White House says Obama has taken no decision on Syria airstrikes

Monday 25 August 2014 20.15
Nearly 200,000 people have died during the Syrian civil war so far
Nearly 200,000 people have died during the Syrian civil war so far

The White House has said that President Barack Obama has so far made no decision on whether to launch air strikes on Islamic State militants in Syria.

It comes amid rising expectations of US action following American attacks against the jihadist group in Iraq.

Earlier, Syria said it would co-operate in any international efforts to fight Islamic State militants in the country, after the US suggested it may extend the battle against the group into Syrian territory.

Foreign Minister Walid al-Moualem, whose government has been shunned by the West, presented his country as a vital partner in the war against the Islamic State.

IS has seized wide areas of Syria and Iraq.

"Syria, geographically and operationally, is the centre of the international coalition to fight Islamic State," Mr Moualem said in a televised news conference.

"States must come to it if they are serious in combating terrorism," he added.

Asked about the prospect of US air strikes against Islamic State inside Syria, Mr Moualem said his government was ready to cooperate with any country fighting militants.

But he said any air raids mounted without approval would be viewed as hostile acts.

"Anything outside this [co-operation] is considered aggression," he said.
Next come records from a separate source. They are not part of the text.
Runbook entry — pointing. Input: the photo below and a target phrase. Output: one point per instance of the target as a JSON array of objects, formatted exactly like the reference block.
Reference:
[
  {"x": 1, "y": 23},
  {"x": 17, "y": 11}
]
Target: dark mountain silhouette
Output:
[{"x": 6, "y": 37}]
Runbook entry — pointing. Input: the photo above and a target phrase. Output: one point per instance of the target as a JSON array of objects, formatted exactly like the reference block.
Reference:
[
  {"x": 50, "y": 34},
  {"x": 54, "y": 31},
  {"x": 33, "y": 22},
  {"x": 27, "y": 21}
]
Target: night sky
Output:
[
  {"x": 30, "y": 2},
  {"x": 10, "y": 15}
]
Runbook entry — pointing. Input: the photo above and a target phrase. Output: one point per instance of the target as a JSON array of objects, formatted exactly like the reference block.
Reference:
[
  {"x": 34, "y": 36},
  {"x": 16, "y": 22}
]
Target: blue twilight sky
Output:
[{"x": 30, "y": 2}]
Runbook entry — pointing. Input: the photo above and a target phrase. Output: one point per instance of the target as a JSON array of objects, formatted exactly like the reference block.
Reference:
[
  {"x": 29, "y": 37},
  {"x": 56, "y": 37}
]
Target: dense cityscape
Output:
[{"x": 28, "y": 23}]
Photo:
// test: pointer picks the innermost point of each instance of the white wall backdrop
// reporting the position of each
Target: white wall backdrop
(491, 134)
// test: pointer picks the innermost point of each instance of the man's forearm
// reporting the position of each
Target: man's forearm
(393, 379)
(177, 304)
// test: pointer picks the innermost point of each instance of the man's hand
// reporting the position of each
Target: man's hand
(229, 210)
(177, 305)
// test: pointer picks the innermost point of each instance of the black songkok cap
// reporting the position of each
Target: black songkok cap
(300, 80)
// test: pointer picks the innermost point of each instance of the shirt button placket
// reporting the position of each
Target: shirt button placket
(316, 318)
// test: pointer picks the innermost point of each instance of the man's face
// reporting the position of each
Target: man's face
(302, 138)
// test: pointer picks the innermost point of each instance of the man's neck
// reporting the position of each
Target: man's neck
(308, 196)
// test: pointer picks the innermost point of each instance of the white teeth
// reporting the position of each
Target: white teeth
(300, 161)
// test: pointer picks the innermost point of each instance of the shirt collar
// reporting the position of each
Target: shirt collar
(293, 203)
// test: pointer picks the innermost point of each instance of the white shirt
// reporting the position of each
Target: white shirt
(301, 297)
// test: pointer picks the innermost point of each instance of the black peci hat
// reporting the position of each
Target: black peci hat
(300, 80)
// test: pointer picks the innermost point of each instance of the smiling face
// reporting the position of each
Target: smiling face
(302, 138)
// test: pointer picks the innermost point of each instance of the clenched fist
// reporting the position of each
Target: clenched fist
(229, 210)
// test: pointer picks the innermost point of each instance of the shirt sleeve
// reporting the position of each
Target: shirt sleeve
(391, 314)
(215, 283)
The White House signalled on Friday it was considering taking the fight against Islamic State into Syria after days of air strikes against the group in Iraq and the beheading of an American journalist.

But the US has also supported a more than three-year-old insurgency against Syrian President Bashar al-Assad and there has been no sign of any shift in US policy towards the Syrian leader.

"He's part of the problem," Ben Rhodes, President Barack Obama's deputy national security adviser, said in a broadcast interview last week.

Last year the US came close to bombing Syria after accusing Mr Assad's forces of using chemical weapons.              

Islamic State, an offshoot of al-Qaeda, has emerged as the strongest group in the insurgency against President Assad.

It controls roughly a third of northern and eastern Syria and has since grabbed territory in neighbouring Iraq, declaring a cross-border "caliphate".